Oui, on mange les protéines du cerveau de ses propres parents une fois que des gros vers blancs ont fait le plus gros du travail. N’étant pas relativiste, je me méfie à la fois de la fascination que cela pourrait exercer sur nos esprits mais aussi de l’idée selon laquelle mes parents dans un caveau en béton pendant quarante ans, eh bien : ce serait mieux.

Tu voudrais quoi papa ?

Je préfèrerais pourrir sous un chêne, et que mes enfants et ma lignée bigarrée reviennent pour des siècles et des siècles faire de la balançoire sous mes branches en chantant Many rivers to croooooooosssssssseuuuuu..... Le tout dans un halo lumineux mais flou à la Hamilton, celui qui prenait en photo des filles à peine pubères et nues quand j’étais jeune, et que ça me rendait fou vu qu’elles ressemblaient toutes à Sophie Jumeau. Fantasme.

C’est de l’anglais papa ?

Quoi ?

Many rivers je sais pas quoi...

Oui, c’est une musique de pub pour les mariages dans les années quatre-vingts.

La grande trouve que ça craint. Et insiste :

Mais papa, ta conception de la mort, c’est quoi ?
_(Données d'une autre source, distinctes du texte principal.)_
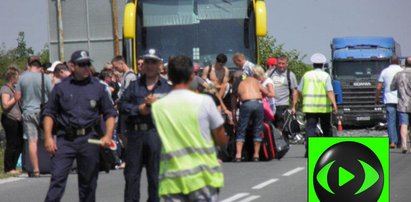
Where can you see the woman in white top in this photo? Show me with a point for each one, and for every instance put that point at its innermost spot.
(267, 86)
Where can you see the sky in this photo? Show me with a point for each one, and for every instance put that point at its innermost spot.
(307, 26)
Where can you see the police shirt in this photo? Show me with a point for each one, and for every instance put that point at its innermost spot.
(134, 96)
(79, 104)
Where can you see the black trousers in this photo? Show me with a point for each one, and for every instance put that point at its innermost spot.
(143, 150)
(87, 156)
(311, 124)
(14, 141)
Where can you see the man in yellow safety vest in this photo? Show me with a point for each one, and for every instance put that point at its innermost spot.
(318, 98)
(188, 124)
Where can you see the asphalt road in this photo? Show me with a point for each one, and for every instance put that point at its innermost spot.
(276, 181)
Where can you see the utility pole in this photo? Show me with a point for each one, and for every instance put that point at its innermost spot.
(60, 30)
(115, 27)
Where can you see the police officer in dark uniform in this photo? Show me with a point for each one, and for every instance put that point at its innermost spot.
(74, 109)
(144, 144)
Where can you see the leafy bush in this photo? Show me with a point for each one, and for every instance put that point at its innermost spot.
(269, 48)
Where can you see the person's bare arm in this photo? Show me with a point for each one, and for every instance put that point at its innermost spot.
(378, 93)
(331, 96)
(7, 101)
(226, 75)
(17, 96)
(108, 136)
(219, 136)
(49, 143)
(295, 100)
(205, 73)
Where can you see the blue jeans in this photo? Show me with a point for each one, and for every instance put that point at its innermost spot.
(392, 122)
(87, 156)
(250, 111)
(143, 150)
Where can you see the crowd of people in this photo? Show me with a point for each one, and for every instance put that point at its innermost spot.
(145, 110)
(395, 81)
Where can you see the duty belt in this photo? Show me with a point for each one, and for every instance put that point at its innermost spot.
(72, 133)
(141, 127)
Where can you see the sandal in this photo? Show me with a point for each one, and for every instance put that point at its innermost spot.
(34, 174)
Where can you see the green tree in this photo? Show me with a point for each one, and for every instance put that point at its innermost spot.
(22, 51)
(269, 48)
(18, 56)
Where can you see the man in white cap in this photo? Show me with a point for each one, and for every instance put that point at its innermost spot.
(318, 98)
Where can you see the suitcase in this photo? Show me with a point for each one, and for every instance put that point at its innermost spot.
(43, 157)
(267, 150)
(281, 146)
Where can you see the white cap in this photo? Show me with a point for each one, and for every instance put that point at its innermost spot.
(53, 66)
(318, 58)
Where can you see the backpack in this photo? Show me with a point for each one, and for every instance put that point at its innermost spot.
(281, 146)
(288, 80)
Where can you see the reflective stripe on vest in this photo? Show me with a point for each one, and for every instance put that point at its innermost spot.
(315, 98)
(188, 160)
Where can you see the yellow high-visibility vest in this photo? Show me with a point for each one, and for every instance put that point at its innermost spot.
(188, 160)
(315, 98)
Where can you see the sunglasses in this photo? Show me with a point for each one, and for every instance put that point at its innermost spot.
(84, 64)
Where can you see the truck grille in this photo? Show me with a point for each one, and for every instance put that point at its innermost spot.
(359, 108)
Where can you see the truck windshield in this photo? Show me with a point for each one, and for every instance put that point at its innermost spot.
(199, 29)
(348, 70)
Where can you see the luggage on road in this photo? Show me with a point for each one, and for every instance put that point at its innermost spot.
(281, 146)
(43, 157)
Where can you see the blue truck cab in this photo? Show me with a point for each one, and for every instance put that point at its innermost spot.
(357, 63)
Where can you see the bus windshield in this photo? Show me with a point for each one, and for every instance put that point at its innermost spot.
(347, 70)
(199, 29)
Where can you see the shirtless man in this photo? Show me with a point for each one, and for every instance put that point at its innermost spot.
(251, 108)
(218, 74)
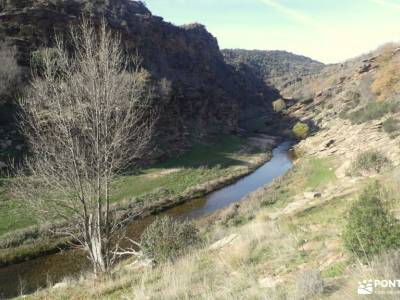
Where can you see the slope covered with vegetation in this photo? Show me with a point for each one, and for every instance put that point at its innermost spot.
(330, 223)
(276, 68)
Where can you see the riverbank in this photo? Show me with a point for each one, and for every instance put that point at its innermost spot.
(251, 247)
(198, 173)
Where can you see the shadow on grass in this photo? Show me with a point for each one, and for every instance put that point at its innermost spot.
(208, 155)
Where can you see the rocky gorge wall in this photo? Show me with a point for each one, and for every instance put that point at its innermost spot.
(199, 94)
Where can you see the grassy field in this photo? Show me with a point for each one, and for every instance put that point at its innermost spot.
(275, 246)
(203, 163)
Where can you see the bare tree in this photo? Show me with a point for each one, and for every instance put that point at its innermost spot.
(86, 117)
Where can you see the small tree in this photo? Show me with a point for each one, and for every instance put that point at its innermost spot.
(86, 118)
(301, 130)
(370, 229)
(166, 238)
(10, 72)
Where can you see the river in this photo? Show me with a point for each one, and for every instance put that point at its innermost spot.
(27, 276)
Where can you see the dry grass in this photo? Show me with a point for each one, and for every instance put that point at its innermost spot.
(10, 72)
(271, 258)
(387, 80)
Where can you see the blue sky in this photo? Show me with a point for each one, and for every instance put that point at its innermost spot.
(327, 30)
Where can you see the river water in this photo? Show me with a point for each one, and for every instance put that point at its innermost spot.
(27, 276)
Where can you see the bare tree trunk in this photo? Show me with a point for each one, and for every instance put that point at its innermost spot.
(86, 117)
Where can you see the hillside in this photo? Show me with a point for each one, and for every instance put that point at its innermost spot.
(198, 93)
(276, 68)
(288, 240)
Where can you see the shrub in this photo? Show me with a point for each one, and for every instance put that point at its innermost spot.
(309, 284)
(301, 130)
(372, 111)
(166, 239)
(392, 127)
(39, 58)
(369, 161)
(10, 72)
(370, 229)
(279, 105)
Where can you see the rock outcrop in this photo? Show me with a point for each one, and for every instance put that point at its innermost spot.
(200, 94)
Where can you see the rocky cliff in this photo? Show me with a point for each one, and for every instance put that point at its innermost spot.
(200, 94)
(276, 68)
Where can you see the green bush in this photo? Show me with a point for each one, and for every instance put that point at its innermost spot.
(166, 239)
(39, 58)
(369, 161)
(370, 228)
(392, 127)
(279, 105)
(301, 130)
(372, 111)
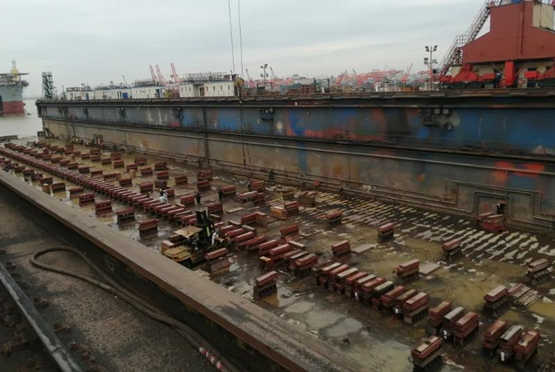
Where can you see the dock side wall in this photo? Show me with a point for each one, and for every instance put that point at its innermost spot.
(453, 182)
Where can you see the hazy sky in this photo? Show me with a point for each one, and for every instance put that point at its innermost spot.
(98, 41)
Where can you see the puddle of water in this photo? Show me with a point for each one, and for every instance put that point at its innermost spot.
(318, 319)
(343, 328)
(299, 307)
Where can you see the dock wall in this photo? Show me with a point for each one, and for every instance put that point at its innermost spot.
(465, 168)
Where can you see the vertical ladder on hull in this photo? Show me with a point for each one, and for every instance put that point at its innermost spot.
(454, 54)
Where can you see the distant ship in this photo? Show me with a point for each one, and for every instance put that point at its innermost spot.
(11, 92)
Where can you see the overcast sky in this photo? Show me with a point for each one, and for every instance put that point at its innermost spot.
(98, 41)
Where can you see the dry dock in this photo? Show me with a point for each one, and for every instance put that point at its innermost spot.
(304, 326)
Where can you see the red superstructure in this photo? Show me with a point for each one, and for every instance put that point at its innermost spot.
(518, 51)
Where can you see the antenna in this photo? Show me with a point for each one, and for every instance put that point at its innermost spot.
(231, 36)
(240, 34)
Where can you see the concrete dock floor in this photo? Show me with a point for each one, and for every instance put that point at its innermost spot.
(358, 331)
(107, 334)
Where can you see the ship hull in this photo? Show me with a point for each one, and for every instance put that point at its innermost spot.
(349, 148)
(11, 100)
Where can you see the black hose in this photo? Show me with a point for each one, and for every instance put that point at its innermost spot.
(114, 288)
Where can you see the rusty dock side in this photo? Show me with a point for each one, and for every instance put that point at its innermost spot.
(254, 337)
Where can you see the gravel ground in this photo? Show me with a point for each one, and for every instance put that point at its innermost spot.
(104, 333)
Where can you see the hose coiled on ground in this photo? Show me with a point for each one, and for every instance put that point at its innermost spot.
(109, 285)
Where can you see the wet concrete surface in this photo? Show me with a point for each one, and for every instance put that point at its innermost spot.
(358, 330)
(104, 333)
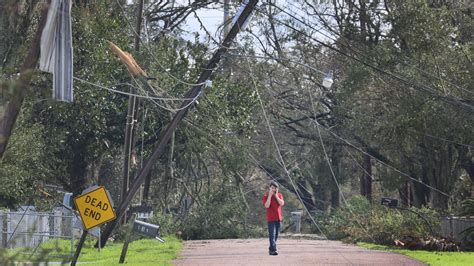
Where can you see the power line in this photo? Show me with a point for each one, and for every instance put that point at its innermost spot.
(362, 151)
(448, 99)
(355, 50)
(282, 161)
(151, 53)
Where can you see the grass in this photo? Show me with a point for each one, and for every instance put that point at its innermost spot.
(431, 257)
(140, 252)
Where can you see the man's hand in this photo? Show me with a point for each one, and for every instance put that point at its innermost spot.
(270, 192)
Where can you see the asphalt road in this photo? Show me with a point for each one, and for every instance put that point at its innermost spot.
(291, 252)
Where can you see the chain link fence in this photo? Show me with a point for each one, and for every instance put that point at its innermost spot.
(27, 230)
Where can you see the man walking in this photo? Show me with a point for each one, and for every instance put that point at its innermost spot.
(273, 200)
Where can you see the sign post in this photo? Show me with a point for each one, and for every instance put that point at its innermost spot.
(79, 248)
(95, 208)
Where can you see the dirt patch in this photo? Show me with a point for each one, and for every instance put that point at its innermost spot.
(291, 252)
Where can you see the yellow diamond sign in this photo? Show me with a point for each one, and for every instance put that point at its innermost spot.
(95, 208)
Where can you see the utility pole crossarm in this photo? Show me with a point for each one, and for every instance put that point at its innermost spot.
(178, 117)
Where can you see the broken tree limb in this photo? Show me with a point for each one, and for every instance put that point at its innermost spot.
(178, 117)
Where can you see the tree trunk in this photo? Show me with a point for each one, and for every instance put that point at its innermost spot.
(366, 179)
(14, 105)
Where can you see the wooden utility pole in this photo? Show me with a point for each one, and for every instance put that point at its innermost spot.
(14, 104)
(178, 117)
(132, 104)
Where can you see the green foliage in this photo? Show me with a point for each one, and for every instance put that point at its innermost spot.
(467, 208)
(222, 215)
(429, 257)
(140, 252)
(363, 221)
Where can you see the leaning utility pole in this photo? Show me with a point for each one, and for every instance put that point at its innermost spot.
(178, 117)
(129, 126)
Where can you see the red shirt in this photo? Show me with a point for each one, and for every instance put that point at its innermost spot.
(274, 211)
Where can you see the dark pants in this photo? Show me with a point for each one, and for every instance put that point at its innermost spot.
(273, 229)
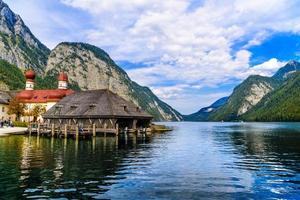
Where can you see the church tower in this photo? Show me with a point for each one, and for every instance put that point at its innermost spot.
(30, 76)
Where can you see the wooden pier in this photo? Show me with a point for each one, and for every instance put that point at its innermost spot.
(76, 130)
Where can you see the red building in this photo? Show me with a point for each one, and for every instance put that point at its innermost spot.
(45, 98)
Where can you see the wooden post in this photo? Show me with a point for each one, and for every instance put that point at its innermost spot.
(52, 130)
(66, 130)
(117, 129)
(105, 125)
(134, 124)
(38, 129)
(30, 128)
(94, 130)
(77, 131)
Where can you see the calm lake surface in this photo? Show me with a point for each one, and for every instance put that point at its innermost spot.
(195, 161)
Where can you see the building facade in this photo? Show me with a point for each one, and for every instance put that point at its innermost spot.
(41, 98)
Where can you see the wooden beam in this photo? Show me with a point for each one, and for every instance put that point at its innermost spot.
(77, 131)
(39, 129)
(94, 130)
(66, 130)
(52, 129)
(117, 129)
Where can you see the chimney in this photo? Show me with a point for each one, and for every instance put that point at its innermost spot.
(62, 81)
(30, 76)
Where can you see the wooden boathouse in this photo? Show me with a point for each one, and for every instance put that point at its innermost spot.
(92, 112)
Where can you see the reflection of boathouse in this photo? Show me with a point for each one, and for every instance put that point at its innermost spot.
(97, 111)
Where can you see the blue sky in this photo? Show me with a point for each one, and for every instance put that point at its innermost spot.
(189, 52)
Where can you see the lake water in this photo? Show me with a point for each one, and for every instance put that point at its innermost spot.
(194, 161)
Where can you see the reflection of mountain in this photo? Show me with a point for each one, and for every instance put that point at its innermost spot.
(272, 148)
(69, 168)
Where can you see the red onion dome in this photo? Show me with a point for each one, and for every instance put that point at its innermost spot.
(62, 76)
(30, 74)
(55, 95)
(25, 95)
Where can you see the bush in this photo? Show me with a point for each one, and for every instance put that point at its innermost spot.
(20, 124)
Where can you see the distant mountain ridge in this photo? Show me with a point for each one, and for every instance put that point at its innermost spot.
(204, 113)
(88, 66)
(18, 45)
(261, 98)
(283, 73)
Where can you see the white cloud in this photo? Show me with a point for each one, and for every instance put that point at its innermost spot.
(267, 68)
(192, 48)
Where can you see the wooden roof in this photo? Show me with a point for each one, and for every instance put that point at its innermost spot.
(95, 104)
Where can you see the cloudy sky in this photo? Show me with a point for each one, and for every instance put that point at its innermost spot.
(189, 52)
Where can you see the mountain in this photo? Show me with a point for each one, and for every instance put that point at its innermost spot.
(290, 68)
(203, 113)
(253, 98)
(280, 105)
(18, 45)
(11, 77)
(89, 68)
(244, 97)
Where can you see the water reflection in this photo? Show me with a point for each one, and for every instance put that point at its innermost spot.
(50, 167)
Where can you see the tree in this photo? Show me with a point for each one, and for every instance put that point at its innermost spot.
(15, 107)
(36, 111)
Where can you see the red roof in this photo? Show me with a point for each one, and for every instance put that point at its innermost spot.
(62, 76)
(42, 96)
(30, 74)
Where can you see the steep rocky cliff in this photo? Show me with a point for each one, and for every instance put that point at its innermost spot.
(92, 68)
(281, 104)
(17, 44)
(204, 113)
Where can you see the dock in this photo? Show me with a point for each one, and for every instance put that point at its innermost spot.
(74, 131)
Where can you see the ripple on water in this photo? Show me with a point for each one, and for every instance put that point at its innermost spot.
(196, 160)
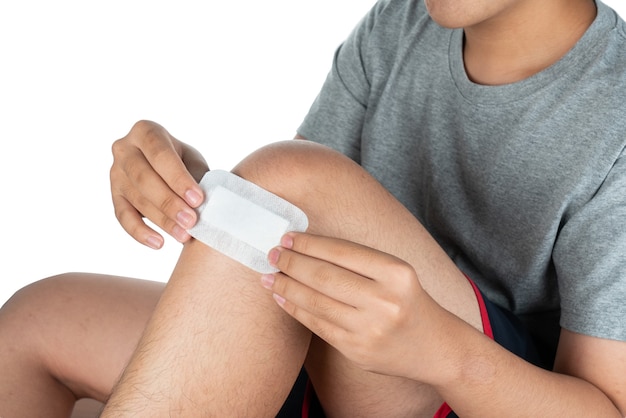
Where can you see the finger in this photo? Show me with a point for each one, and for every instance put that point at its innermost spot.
(159, 148)
(320, 314)
(324, 277)
(132, 174)
(365, 261)
(132, 222)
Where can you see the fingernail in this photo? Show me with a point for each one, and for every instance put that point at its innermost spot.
(154, 242)
(193, 197)
(273, 256)
(267, 280)
(287, 241)
(180, 234)
(185, 219)
(279, 299)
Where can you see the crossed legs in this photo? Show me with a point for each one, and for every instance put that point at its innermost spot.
(216, 344)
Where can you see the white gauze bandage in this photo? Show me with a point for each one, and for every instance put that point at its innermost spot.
(244, 221)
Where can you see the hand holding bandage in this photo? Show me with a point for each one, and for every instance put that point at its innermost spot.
(244, 221)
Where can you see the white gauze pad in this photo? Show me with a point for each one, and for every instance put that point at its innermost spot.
(244, 221)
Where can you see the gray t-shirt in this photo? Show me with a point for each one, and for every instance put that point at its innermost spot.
(523, 185)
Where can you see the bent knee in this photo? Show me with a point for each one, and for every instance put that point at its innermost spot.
(295, 169)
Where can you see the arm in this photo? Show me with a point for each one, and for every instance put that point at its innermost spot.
(155, 175)
(386, 323)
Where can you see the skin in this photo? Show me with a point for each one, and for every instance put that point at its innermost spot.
(334, 280)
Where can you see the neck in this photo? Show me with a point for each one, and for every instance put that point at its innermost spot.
(521, 42)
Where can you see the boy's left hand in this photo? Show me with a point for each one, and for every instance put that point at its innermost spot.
(367, 304)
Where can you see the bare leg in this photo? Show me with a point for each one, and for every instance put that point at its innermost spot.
(343, 201)
(69, 337)
(217, 345)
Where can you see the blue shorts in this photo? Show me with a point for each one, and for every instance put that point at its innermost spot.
(498, 323)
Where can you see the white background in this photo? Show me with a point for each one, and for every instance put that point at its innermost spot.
(75, 75)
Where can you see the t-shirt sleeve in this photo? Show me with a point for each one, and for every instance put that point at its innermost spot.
(337, 115)
(590, 259)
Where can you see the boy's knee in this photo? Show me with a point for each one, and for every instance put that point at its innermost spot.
(295, 169)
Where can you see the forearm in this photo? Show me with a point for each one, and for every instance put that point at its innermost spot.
(481, 378)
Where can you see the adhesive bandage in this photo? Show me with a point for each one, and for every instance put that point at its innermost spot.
(244, 221)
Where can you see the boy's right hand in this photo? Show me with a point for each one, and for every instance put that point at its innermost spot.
(154, 175)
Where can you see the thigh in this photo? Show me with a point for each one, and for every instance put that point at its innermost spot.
(82, 328)
(343, 201)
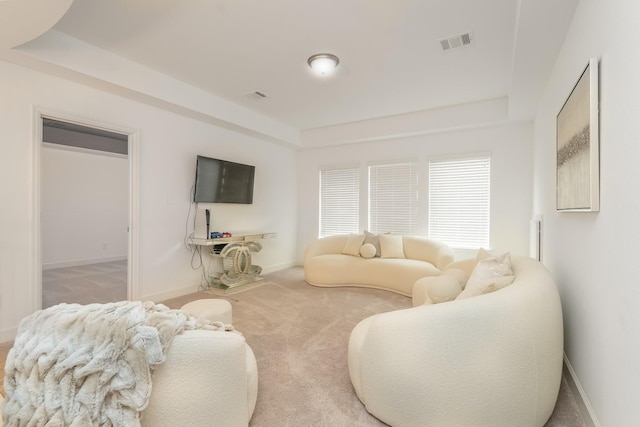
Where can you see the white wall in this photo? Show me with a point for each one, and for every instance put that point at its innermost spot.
(169, 144)
(594, 256)
(511, 176)
(84, 205)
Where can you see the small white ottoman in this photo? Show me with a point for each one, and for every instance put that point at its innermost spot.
(211, 309)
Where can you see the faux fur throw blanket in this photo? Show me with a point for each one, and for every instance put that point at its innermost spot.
(89, 365)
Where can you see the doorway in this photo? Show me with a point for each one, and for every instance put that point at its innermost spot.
(86, 212)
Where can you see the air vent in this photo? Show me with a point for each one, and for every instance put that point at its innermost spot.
(257, 94)
(454, 42)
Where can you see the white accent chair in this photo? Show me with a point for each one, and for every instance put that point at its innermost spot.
(208, 378)
(489, 360)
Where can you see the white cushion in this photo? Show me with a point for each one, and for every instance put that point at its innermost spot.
(489, 275)
(367, 250)
(443, 289)
(352, 245)
(391, 246)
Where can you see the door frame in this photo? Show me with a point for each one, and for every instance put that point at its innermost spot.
(133, 138)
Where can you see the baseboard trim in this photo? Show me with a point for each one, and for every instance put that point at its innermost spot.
(278, 267)
(584, 405)
(79, 262)
(174, 293)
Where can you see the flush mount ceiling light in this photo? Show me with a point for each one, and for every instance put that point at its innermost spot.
(323, 64)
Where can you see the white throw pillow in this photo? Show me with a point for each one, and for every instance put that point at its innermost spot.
(391, 246)
(373, 239)
(489, 275)
(367, 250)
(352, 245)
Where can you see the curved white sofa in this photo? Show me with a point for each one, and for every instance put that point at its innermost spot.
(325, 264)
(489, 360)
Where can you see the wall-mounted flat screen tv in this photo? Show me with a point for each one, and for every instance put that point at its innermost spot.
(221, 181)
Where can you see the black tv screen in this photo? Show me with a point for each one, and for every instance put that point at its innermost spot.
(221, 181)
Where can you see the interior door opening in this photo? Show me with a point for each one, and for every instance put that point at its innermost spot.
(85, 237)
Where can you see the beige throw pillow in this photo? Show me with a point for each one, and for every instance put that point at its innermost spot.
(352, 245)
(489, 275)
(367, 250)
(391, 246)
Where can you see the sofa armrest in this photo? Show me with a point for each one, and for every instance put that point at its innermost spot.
(205, 380)
(325, 245)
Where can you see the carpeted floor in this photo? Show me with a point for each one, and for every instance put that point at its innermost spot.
(299, 334)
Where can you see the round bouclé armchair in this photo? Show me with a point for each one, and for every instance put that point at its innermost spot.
(490, 360)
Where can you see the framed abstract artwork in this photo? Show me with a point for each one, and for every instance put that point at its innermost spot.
(578, 146)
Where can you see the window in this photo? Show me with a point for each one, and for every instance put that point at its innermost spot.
(393, 198)
(339, 201)
(459, 201)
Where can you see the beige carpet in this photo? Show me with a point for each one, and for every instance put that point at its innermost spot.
(299, 334)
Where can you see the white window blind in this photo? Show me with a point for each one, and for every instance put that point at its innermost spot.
(339, 201)
(459, 201)
(393, 198)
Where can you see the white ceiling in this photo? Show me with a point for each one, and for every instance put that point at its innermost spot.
(391, 62)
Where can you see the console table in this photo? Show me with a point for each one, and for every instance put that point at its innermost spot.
(235, 252)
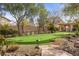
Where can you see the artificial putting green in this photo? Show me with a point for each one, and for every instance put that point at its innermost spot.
(43, 38)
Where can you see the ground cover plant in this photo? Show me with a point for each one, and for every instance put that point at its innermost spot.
(42, 38)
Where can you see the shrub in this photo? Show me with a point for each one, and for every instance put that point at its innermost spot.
(12, 48)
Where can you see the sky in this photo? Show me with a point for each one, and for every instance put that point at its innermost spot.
(49, 6)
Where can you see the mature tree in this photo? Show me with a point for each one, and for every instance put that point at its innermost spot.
(19, 11)
(42, 17)
(72, 10)
(51, 27)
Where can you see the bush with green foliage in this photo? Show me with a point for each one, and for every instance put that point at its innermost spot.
(6, 30)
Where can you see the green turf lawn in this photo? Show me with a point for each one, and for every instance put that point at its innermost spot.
(43, 38)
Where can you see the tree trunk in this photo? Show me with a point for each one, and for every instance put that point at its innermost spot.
(22, 28)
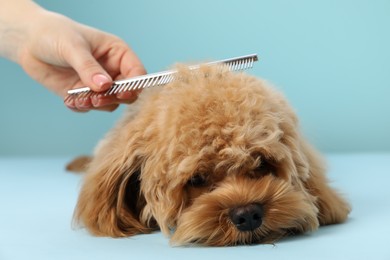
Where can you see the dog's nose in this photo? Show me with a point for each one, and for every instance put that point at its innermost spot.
(247, 217)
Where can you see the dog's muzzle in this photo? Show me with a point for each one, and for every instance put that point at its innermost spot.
(247, 217)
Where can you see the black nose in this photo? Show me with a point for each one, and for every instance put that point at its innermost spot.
(247, 217)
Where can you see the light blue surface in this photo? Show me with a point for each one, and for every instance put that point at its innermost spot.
(331, 59)
(37, 198)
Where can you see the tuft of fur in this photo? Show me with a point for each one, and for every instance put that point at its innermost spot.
(232, 131)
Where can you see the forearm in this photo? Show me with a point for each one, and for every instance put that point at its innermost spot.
(15, 18)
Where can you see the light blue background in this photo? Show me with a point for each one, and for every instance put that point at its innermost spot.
(330, 58)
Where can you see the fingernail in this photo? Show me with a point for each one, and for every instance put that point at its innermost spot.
(102, 81)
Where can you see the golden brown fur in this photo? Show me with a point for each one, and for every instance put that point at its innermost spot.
(196, 149)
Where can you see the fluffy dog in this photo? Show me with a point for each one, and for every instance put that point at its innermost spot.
(214, 158)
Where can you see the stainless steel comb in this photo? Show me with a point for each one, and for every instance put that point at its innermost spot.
(161, 78)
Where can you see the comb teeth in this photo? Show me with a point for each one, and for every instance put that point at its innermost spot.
(160, 78)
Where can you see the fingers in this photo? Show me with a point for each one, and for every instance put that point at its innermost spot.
(91, 73)
(99, 102)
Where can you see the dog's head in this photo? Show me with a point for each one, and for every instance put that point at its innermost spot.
(214, 158)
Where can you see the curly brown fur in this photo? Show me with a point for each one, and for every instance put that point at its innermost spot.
(195, 150)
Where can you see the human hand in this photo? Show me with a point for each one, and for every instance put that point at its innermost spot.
(62, 54)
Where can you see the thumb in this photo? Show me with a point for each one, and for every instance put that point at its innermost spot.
(89, 70)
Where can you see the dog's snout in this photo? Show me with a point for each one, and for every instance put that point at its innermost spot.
(247, 217)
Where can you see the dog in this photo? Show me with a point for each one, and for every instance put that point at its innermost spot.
(214, 158)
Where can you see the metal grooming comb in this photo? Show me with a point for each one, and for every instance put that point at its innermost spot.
(161, 78)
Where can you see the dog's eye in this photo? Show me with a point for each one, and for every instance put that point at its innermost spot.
(197, 180)
(264, 168)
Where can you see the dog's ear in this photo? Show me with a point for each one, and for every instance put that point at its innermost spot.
(331, 205)
(110, 201)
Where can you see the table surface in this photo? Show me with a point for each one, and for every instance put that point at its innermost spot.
(37, 198)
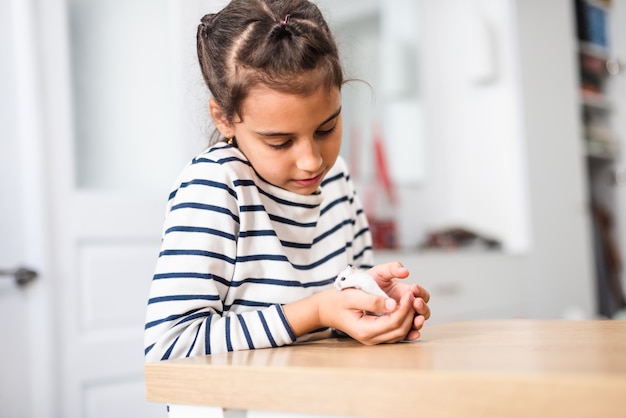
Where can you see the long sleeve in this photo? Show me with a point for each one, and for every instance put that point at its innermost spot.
(186, 312)
(235, 249)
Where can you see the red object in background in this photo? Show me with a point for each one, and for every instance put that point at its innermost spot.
(382, 168)
(383, 233)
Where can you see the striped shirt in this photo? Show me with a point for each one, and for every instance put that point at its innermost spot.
(236, 248)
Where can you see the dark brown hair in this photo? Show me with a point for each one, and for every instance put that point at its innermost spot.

Grande, je pense que la mort est inconceptualisable. Ça fait quarante ans que j’ai été confronté à ma première mort, celle de ton oncle, celui dont tu ne te souviens pas du prénom et qui ne te concerne en rien par ailleurs. Voilà, du jour au lendemain, il n’est plus là. Il n’est pas ailleurs non plus. Tu y penses tous les jours et tu trouves ça injuste. Tu peux concevoir l’univers, la galaxie, le soleil, la lune, les gens qui vieillissent et qui meurent, mais tu peux difficilement conceptualiser l’aspect binaire de la mort : 1 vivant, 0 mort. Personne, rien. Alors tu restes dans ta frustration, tu essayes de penser à autre chose mais ce vide t’attire et tu changes d’orbite, de personnalité, et tu te coupes un peu du monde, et tu deviens pas comme les autres.

Et papa, c’est bien ?

Disons que ça a sans doute permis à quelques Noirs du Mississippi d’inventer le blues quand ils ont rencontré le diable. Pour ma part, je ne vois pas encore ma plus-value. Une chose est sûre, je ne manque pas d’imagination mais je n’ai aucune idée de ce qu’est la mort. J’imagine juste que c’est exactement la même chose que ce rien d’avant la vie.

C’est-à-dire ?

Ben tu vois : avant de naître, tu n’existais pas. Est-ce que cette idée te gêne ?

Pas du tout papa !

Eh bien voilà : après ta mort, tu seras comme avant ta naissance : impossible de te conjuguer au verbe être, de t’imaginer autrement que comme une trace, pour ceux qui t’auront connue. Rien.

Niente.

Nada y nada mas.

Ah d’accord papa. Alors comment on conceptualise la vie ?

On verra plus tard. Je finis la vaisselle.